Ainsi, Amselle engage une fois encore le combat contre l’essentialisme – comme quoi les choses les plus assurées ne sont pas les mieux acceptées – dont une des formes postule que « le comportement de tel ou tel individu est lié à son origine géographique, ethnique ou culturelle » (p. 12). A l’inverse, il affirme donc fortement qu’ « on ne peut pas décider à la place du sujet de son origine puisque chacun se crée sa propre origine, son propre passé (Sartre encore) » (p. 29). Puis il dénonce le passage de la république universaliste à l’« état libéral communautaire ». Là il change d’échelle et de domaine pour passer à ce qui pourrait s’appeler les catégories politiques conçues à l’échelle de la nation, qui s’appuient sur des conceptions morales, ce qui n’a rien d’illégitime même s’il s’éloigne ainsi du cadre académique. Ensuite, comme il l’avait fait à propos de l’ethnie, il déconstruit une série de notions posées comme évidentes, civilisation, négritude. Pour cela, il dénonce tel « terme récent et particulièrement flou qui vient de la psychologie du travail et de la météorologie » p. 62 ; car « chaque terme a en effet une histoire » p.63 et il « est l’effet d’une lutte » p. 64. Sont ainsi affirmés, avec la discrétion qu’exige le genre littéraire choisi, les instruments de la déconstruction, l’historisation des notions, et l’explicitation des présupposés sur lesquels elles reposent. « Ce sont ces stéréotypes (discutables) que les acteurs sociaux se réapproprient sur une base individuelle » (p.63) qu’examine Amselle. Enfin, pour expliquer l’émergence des fictions qu’il dénonce, il affirme des positions politiques précises qu’il n’est pas difficile de partager : « Culturaliser et ethniciser le social est le meilleur moyen de maintenir les jeunes des banlieues sous la chape du pouvoir » p. 34.

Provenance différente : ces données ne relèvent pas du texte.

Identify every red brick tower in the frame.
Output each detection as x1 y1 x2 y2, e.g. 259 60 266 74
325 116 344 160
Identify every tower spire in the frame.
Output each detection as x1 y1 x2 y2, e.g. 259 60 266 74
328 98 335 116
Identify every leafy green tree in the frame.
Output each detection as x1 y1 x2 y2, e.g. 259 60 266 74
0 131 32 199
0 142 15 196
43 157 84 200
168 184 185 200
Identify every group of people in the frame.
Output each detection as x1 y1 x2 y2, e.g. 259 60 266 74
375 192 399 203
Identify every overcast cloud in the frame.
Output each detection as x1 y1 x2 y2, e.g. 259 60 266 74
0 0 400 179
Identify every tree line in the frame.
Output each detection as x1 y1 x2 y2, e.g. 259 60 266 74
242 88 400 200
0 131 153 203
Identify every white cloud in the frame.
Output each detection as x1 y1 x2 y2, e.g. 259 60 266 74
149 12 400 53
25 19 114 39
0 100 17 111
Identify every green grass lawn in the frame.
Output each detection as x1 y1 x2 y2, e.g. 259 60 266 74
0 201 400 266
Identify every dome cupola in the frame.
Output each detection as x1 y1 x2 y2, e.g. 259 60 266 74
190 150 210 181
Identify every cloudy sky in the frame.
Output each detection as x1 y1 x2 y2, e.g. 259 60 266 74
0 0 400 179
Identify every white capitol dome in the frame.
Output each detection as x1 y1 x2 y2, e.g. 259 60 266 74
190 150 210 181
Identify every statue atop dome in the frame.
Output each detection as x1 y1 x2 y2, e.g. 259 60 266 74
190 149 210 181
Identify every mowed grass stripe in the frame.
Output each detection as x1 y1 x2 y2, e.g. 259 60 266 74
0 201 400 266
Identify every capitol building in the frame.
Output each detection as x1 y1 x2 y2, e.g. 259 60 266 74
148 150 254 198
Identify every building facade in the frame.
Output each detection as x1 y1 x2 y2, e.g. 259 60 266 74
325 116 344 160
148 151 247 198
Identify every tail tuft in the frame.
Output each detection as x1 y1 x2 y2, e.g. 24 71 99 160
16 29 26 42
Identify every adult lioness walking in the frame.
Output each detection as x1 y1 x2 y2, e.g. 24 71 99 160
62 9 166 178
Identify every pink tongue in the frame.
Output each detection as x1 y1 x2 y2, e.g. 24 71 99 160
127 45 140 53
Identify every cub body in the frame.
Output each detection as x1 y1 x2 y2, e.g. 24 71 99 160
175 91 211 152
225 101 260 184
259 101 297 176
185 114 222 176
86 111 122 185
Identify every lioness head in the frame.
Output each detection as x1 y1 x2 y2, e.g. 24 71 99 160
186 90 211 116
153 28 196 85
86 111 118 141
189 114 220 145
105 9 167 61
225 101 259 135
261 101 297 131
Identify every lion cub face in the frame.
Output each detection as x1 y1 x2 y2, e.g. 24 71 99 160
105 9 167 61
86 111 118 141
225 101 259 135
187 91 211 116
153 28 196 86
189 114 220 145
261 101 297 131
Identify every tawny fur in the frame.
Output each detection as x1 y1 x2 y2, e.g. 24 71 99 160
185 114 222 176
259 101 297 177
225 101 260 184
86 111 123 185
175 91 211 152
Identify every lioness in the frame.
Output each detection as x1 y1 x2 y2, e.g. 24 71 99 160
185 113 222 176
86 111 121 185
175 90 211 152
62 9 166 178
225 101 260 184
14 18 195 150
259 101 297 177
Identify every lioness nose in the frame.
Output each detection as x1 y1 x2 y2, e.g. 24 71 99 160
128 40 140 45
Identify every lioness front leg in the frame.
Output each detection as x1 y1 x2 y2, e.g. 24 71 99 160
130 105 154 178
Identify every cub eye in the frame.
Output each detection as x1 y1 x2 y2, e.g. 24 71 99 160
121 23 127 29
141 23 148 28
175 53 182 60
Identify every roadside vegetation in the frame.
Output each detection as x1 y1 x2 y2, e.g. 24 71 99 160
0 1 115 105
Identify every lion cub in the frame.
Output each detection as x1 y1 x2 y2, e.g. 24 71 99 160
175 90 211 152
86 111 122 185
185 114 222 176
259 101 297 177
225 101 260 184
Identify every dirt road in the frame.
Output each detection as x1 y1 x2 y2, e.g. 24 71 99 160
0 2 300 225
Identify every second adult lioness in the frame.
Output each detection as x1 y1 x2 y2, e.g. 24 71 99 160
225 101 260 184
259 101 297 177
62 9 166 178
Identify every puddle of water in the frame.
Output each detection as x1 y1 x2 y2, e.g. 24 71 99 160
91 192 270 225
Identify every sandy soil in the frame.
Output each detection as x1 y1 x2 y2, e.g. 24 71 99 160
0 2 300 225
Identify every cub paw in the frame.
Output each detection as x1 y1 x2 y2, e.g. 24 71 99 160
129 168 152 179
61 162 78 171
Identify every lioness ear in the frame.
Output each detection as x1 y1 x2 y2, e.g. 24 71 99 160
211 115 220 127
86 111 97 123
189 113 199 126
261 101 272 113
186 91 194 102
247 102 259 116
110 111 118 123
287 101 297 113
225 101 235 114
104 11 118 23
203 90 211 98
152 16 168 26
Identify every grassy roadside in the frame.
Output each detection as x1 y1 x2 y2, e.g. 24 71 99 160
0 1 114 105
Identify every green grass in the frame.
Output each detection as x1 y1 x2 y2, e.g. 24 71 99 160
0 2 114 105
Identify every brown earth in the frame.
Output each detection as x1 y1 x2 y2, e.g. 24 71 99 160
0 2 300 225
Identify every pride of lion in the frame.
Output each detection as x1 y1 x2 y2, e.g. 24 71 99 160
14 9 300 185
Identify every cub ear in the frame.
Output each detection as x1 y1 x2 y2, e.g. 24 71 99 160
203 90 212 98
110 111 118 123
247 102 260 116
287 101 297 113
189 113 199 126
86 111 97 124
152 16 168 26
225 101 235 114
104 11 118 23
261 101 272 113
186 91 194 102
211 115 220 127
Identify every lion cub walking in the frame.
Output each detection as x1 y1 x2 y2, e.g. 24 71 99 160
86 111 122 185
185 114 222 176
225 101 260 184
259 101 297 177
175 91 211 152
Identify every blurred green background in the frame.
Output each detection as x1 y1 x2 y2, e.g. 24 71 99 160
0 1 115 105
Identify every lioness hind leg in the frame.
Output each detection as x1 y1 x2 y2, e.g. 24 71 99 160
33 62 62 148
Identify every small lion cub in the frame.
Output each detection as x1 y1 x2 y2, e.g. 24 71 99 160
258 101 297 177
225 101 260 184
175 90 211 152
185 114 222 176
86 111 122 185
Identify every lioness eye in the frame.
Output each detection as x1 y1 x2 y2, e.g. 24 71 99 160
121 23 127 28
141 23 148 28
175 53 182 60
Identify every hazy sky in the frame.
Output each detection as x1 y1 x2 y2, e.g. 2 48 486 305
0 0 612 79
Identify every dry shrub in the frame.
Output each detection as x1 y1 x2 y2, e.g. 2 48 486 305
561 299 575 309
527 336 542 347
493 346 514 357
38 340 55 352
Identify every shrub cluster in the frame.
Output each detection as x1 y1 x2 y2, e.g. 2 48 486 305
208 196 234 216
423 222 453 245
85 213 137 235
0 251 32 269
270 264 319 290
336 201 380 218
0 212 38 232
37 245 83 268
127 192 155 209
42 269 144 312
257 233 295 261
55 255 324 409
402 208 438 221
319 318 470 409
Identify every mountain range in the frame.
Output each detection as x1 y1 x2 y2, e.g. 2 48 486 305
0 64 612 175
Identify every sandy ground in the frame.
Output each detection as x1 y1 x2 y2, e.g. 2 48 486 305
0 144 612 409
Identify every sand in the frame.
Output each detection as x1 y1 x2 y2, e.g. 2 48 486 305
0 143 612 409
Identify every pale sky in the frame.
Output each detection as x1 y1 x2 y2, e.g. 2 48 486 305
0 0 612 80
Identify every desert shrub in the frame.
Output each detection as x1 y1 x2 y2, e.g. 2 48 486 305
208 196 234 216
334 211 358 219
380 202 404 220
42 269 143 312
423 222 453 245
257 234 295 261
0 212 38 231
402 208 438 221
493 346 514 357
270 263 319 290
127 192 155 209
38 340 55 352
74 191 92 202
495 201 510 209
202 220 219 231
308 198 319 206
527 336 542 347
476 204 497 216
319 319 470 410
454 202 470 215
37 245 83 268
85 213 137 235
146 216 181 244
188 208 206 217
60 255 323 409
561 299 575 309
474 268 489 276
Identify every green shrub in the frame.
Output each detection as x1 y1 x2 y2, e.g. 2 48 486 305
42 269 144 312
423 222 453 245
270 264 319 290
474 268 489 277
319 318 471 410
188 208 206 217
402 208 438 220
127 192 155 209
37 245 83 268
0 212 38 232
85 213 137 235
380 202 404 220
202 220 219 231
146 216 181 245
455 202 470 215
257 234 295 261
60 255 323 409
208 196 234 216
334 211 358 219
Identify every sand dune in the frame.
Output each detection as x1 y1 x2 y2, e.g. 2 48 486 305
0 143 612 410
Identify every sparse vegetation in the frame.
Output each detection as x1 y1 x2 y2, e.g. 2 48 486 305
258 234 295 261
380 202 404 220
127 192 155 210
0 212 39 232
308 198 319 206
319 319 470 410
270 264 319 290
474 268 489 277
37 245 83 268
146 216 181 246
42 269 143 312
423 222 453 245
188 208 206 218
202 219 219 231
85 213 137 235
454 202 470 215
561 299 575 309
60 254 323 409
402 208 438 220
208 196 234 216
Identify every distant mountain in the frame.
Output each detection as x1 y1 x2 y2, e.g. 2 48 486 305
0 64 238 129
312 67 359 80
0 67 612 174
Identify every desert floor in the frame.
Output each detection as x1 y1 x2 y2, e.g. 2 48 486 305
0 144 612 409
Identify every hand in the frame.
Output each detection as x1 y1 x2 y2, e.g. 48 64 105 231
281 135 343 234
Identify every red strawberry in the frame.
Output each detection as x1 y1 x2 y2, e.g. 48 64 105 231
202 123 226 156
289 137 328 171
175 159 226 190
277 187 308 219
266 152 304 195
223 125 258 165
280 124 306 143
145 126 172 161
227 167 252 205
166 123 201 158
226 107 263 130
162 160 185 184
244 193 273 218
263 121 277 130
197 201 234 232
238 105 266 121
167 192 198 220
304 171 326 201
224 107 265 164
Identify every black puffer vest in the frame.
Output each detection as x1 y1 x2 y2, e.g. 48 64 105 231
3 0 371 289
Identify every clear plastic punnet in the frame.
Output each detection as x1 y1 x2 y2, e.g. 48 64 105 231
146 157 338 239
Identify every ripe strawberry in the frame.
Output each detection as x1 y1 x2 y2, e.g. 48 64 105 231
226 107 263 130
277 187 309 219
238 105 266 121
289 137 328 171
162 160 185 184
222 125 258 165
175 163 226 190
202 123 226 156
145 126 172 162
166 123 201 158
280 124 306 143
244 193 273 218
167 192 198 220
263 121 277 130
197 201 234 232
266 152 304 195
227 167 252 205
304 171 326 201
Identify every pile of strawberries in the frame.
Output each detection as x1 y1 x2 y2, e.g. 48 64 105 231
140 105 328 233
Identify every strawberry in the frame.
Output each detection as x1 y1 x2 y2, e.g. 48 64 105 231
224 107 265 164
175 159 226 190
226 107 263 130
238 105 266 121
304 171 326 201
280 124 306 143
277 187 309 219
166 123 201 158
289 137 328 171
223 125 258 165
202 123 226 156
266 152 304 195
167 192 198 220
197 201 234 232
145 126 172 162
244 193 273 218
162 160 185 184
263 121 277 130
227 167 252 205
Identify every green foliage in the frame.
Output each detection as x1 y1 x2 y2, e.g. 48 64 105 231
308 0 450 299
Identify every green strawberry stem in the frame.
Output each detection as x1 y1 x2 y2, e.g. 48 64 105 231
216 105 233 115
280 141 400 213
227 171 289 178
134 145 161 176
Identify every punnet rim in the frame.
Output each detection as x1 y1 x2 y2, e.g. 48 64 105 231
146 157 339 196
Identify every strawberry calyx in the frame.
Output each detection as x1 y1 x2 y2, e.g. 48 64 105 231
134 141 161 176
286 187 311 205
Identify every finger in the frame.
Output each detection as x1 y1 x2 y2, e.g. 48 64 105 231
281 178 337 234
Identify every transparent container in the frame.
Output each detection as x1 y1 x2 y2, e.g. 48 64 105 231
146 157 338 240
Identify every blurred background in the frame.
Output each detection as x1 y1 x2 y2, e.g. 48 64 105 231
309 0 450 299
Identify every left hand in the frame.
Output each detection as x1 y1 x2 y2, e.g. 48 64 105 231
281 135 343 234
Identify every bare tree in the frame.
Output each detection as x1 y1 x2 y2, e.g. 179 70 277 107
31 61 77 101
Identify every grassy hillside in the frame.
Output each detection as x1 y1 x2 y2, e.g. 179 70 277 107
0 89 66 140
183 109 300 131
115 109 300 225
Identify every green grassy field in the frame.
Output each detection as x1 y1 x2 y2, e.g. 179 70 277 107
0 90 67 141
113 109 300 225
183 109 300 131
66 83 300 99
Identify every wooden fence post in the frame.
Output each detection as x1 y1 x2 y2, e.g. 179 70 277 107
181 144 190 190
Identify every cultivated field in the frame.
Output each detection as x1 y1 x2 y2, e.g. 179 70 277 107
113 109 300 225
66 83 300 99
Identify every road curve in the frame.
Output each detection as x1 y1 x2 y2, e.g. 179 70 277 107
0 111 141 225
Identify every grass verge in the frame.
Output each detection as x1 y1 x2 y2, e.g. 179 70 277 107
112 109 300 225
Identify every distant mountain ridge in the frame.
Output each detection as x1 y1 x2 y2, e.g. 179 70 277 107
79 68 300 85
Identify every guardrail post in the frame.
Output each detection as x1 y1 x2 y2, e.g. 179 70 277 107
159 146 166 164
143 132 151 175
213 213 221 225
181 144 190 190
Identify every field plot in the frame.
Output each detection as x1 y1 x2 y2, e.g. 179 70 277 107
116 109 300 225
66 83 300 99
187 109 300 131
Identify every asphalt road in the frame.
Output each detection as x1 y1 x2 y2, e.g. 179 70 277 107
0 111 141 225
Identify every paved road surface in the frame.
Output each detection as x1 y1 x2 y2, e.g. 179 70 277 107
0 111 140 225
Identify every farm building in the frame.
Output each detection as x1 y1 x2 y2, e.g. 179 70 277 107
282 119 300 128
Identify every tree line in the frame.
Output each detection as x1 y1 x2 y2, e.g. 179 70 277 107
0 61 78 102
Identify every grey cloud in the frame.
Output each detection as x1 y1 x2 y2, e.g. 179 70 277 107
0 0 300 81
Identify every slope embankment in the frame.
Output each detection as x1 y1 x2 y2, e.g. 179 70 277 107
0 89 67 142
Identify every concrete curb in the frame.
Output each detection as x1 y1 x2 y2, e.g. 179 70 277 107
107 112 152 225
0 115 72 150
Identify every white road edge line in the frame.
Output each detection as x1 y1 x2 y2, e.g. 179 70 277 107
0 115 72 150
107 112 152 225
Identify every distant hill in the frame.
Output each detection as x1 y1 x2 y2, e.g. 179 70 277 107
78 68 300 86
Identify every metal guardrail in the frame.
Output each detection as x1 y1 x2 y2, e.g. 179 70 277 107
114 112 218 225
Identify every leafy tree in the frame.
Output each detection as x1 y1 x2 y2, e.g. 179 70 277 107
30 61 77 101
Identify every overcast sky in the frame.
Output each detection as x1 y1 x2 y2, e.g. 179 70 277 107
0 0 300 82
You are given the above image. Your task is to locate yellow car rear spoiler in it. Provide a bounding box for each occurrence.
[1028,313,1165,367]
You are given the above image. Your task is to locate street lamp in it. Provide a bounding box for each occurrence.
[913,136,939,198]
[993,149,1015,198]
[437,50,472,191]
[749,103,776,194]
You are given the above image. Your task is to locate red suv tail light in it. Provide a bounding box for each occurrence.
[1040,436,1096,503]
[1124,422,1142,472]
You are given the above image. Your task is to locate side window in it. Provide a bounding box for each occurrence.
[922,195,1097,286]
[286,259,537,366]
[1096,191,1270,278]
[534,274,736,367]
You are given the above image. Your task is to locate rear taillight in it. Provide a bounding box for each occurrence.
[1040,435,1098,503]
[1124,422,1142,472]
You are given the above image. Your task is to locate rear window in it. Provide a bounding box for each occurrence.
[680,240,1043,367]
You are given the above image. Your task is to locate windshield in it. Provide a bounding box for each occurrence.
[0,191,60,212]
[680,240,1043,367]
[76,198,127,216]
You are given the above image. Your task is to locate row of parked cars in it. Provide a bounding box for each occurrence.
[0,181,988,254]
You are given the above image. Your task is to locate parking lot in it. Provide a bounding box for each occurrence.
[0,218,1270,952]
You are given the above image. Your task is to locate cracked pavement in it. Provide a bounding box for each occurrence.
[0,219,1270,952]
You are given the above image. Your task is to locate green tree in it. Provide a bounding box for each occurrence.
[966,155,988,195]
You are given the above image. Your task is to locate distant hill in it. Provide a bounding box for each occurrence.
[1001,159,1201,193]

Je voudrais cependant revenir sur un point qui m’est cher, la place de l’occitan dans le dispositif républicain. Amselle dans un raccourci que lui permet l’essai, écrit curieusement : « l’Etat républicain se doit en outre de donner des gages au multiculturalisme en favorisant l’extension des langues minoritaires (breton, basque, corse, etc.) qui le menacent dans son fondement. » p. 48. Ce fragment de phrase qui oublie l’occitan, celle de ces langues qui a pourtant le plus d’utilisateurs, peut permettre de donner à voir la concentration des difficultés soulevées. L’universalisme républicain s’oppose-t-il à la diversité linguistique ? Il est facile de montrer pratiquement le contraire car au félibre antisémite Maurras s’opposaient les « félibres rouges » mais encore davantage les instituteurs bilingues, comme Sylvain Lacoste ou Antonin Perbosc parmi beaucoup d’autres, qui se sont escrimés à enseigner le français et surtout son orthographe au moyen de l’occitan (car cette langue a le privilège de prononcer l’accord du participe passé avec l’auxiliaire avoir, ce qui autorise à lui en attribuer l’origine au milieu du 18ème siècle) qu’ils cultivaient dans leur classe par les récitations et le chant, et en dehors, par leurs publications. Entre leur engagement politique et leur langue, ils ne voyaient aucune contradiction. Mieux ils voulaient arracher l’occitan des mains du clergé (des missionnaires prêchant en gascon) et de l’Action française. En doctrine, on ne voit pas pourquoi l’unité linguistique serait nécessaire à une république sauf si elle veut poursuivre le vieux principe monarchique de la Renaissance (un roi, une nation, une religion). Que la règle romantique des nationalités (une nation pour chaque langue) ait pu conduire à l’éclatement de certains états ne veut pas dire qu’aujourd’hui il en soit de même.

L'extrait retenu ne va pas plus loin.